Santa Catarina enfrenta Justiça para manter Samu terceirizado

Na guerra de decisões provisórias, em setembro o MP obteve sua primeira liminar na Justiça ordenando ao Estado a retomada da gestão do Samu

O Tribunal de Justiça de Santa Catarina determinou na última segunda-feira (15) pela segunda vez em 30 dias que o governo do Estado retome a gestão do Serviço Móvel de Urgência (Samu) catarinense.

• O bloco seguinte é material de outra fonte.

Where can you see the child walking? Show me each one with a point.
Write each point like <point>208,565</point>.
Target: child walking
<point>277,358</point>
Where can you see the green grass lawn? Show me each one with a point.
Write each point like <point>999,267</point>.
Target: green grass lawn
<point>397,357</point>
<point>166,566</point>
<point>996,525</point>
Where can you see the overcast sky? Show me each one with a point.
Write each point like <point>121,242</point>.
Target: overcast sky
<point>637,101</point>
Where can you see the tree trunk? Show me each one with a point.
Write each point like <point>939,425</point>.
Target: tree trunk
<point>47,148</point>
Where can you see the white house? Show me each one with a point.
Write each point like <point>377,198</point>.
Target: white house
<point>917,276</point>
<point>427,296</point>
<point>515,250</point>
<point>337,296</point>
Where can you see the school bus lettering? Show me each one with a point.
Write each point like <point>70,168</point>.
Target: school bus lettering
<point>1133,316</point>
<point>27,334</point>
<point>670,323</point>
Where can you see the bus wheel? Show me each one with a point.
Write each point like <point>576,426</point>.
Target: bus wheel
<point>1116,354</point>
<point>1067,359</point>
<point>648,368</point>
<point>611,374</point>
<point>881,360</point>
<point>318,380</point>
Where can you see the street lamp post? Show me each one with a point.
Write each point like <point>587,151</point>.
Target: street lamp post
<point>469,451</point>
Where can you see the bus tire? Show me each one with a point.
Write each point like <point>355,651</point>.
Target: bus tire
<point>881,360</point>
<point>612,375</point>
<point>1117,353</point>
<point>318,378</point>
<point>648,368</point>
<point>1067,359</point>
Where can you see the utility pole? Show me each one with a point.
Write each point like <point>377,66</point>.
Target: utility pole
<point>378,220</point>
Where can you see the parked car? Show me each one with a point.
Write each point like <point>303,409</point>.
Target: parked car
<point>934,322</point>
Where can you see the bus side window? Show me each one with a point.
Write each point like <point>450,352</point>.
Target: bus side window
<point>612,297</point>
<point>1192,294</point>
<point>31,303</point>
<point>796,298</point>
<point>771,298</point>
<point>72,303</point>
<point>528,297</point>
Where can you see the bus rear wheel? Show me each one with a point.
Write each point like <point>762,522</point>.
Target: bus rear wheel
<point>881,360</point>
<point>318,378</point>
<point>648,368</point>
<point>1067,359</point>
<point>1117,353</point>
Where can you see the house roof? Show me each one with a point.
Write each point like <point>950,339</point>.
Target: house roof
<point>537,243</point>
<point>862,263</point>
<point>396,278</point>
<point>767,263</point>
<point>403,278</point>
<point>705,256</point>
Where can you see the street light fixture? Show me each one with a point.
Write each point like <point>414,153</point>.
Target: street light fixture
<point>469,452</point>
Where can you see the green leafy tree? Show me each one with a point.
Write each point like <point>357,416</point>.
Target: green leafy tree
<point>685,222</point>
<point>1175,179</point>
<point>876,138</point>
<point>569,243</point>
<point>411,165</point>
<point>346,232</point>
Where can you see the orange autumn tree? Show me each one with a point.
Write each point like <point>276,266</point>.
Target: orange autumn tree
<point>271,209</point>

Atualmente a gestão está terceirizada para a organização social Sociedade Paulista para o Desenvolvimento da Medicina (SPDM) desde 1º de agosto, num contrato de R$ 7 milhões mensais. Cabe recurso da decisão.

O secretário da Saúde de Santa Catarina, Dalmo de Oliveira, disse hoje que “como todas as decisões judiciais até agora são provisórias, estamos recorrendo para manter a terceirização. Se perdermos, vamos contratar funcionários temporários para o Samu.”

A retomada é exigência de ação pública em andamento na 1ª Vara da Fazenda. Nela, o Ministério Público (MPSC) pediu o cancelamento do contrato por considerá-lo lesivo ao Estado.

Segundo a promotora Sônia Pardi, a organização social que hoje cuida do Samu catarinense não teria condições técnicas e financeiras de realizar o serviço por não ter sequer representante em Santa Catarina.

Na guerra de decisões provisórias, em setembro o MP obteve sua primeira liminar na Justiça ordenando ao Estado a retomada da gestão do Samu, incluindo estrutura, equipamentos e servidores.

Novo recurso
Daquela vez o Estado conseguiu manter a terceirização porque aguardava recurso no Supremo Tribunal Federal (STF). Lá, em 28 de setembro, o ministro Ayres Britto manteve a decisão do TJ e ordenou a retomada da gestão pelo Estado.

Novo recurso do Estado, porém, manteve a terceirização. No dia 15, o TJ novamente derrubou este segundo recurso do Estado e pela segunda vez (terceira, se considerada a do STF) ordenou a retomada.

Como em cada instância o Estado conseguiu prazo para continuar com a organização social paulista, o atendimento do Samu nunca sofreu alteração. Na ação principal, a promotora Sônia Pardi apontou “irregularidades e ilegalidades na transferência do serviço”, alertando para “a deficiência financeira e técnica da organização SPDM”.

Segundo a promotora, uma sentença da Justiça do Trabalho (JT) de 2007 proíbe o Estado de terceirizar atividade-fim na área da saúde. A decisão da Justiça considerou que ``a intenção do Estado em transferir a terceiros a execução do serviço prestado pelo Samu retrata a prática ardilosa de burlar a efetividade da decisão judicial”.

Títulos protestados

Na ação, a promotora sustentou que “as unidades móveis são adquiridas e doadas pelo governo federal aos Estados e aos municípios”, e que como tal não podem ser repassadas à iniciativa privada.

Ela demonstrou que “a SPDM não possui nem mesmo endereço em Santa Catarina e não tem em seus quadros o corpo técnico exigido para a prestação do serviço”.

Quanto à capacidade financeira da SPDM, a promotora Pardi disse que “ela possui 2.900 títulos protestados em cartórios paulistas, a maioria pelo não pagamento de fornecedores”.

A reportagem do UOL tentou localizar a única funcionária da SPDM em Florianópolis, através de um celular que não atende.